This variety, which was long considered to be a distinct species, has been shown by Beissner and Schneider to be an abnormal form of B. pudescens. It differs from the type in the longer, more acuminate, slightly lobed leaves; and in the fruiting-catkins, which are very long (1½ inch or more) and slender, with pubescent ciliate scales, the middle lobe of which is elongated. The leaves and fruit are shown in Plate 269, Fig. 2.
This peculiar form has been found wild in the province of Wermland, in Sweden, and is only a tree of small dimensions. It is often planted in botanical gardens.
5. Some peculiar forms have arisen in cultivation, as var. aurea, young foliage tinted with yellow, sent out a few years ago by G. Paul, Cheshunt Nurseries; and var. nana, a dwarf form.
Hybrids
1. Hybrids have often been observed between this species and B. verrucosa, and have received various names, as B. hybrida, Bechstein, in Diana, i. 80 (1797); B. aurata, Borkhausen, Forstbot. i. 498 (1800); B. glutinosa, Wallroth, Sched. Crit. 497 (1822); and B. ambigua, Hampe, in Reichenbach, Fl. Sax. 120 (1842). These hybrids are intermediate in the characters of the branchlets, foliage, and fruit ; and may be suspected in cases where the branchlets are more or less glandular and show slight pubescence.
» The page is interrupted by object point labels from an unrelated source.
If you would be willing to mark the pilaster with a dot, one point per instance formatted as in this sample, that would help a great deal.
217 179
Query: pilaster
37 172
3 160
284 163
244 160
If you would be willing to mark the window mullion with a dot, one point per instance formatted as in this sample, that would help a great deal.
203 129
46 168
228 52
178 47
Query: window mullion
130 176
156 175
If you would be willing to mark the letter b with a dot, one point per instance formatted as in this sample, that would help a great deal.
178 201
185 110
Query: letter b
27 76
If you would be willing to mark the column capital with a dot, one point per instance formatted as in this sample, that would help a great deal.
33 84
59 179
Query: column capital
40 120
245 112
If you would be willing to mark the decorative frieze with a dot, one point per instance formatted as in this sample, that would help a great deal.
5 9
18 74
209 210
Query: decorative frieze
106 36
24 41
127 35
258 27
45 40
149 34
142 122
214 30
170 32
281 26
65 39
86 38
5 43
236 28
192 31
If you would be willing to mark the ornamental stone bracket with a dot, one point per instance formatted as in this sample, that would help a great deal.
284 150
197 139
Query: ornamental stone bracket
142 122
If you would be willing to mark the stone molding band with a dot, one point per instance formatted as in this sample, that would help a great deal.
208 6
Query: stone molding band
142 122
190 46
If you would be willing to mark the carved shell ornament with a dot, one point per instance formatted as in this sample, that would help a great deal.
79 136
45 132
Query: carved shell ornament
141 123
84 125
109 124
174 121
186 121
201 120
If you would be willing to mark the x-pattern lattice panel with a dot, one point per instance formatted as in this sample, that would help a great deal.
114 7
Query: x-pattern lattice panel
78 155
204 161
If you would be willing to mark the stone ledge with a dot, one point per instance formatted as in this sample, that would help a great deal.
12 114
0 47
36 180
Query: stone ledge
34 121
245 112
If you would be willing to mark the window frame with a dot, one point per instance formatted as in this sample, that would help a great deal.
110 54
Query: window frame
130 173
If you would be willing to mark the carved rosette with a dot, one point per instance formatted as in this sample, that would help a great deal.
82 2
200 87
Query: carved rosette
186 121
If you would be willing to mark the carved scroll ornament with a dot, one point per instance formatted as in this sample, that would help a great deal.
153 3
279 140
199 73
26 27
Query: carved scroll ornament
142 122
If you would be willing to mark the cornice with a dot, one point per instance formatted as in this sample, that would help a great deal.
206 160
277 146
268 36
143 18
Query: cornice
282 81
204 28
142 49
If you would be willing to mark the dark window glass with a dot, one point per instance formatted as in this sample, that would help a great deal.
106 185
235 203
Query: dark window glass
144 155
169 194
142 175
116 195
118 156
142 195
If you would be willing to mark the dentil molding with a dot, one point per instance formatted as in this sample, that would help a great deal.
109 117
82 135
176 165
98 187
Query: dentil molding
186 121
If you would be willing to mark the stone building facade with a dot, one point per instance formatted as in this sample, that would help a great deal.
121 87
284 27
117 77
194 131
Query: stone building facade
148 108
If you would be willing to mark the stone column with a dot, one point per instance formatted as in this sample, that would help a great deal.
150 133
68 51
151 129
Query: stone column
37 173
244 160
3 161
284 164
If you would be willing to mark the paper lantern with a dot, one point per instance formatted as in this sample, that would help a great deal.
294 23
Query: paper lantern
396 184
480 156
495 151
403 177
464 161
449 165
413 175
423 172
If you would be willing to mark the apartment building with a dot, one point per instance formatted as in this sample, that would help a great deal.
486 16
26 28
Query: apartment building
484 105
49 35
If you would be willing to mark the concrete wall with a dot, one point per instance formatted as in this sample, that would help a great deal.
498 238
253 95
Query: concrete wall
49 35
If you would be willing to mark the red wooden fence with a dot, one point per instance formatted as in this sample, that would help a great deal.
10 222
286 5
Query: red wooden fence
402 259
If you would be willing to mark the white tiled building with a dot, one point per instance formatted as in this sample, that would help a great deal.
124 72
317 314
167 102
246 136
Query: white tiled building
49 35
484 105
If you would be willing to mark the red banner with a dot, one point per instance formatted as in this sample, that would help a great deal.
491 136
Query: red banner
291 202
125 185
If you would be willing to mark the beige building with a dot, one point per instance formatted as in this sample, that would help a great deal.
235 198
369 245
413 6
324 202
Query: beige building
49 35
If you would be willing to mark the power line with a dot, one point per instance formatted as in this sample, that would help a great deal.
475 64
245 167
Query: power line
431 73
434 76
2. B. intermedia, Thomas, in Gaudichaud, Fl. Helvet. vi. 176 (1830), a hybrid between B. pubescens and B. nana, is a shrub about 1o feet high, with small leaves, which is found in the Swiss Jura, Greenland, Iceland, northern Europe, and Siberia. This has been collected’ in a few localities in the Highlands of Scotland.
Distribution
This species is widely distributed through Europe and northern Asia, extend- ing farther northward than B. verrucosa, but not descending so far south. It is the most northerly tree in Europe, growing on the shores of the Arctic Sea from North Cape (lat. 71°) to the mouth of the White Sea; its northern limit eastward through north-eastern Russia and Siberia to Kamtschatka being near the Arctic circle, though in some localities it ascends a degree or two higher. Its southern limit in Russia and Siberia appears to be the edge of the steppes, on which the tree does not grow; but it occurs in the Caucasus and Armenia. Farther westward the southern limit is the Carpathians and the Alps; and the tree is not found in the Apennines or in the Pyrenees, its most southerly point in France being near Grenoble. It is also a native of Iceland and of south-western Greenland. The distribution may then be roughly described as the northern hemisphere, from Greenland in the west to Kamtschatka in the east, between the parallels of 45° and 71°.
As compared with B. verrucosa, this species is found on the continent of Europe on wetter soils and in moister climates, and is the birch which grows on marshy ground and on undrained peat-mosses.
1 Cf. E.S. Marshall, in Journ, Bot. xxxix. 271 (1901), and Bot. Exchange Club Report for 1904, p. 33.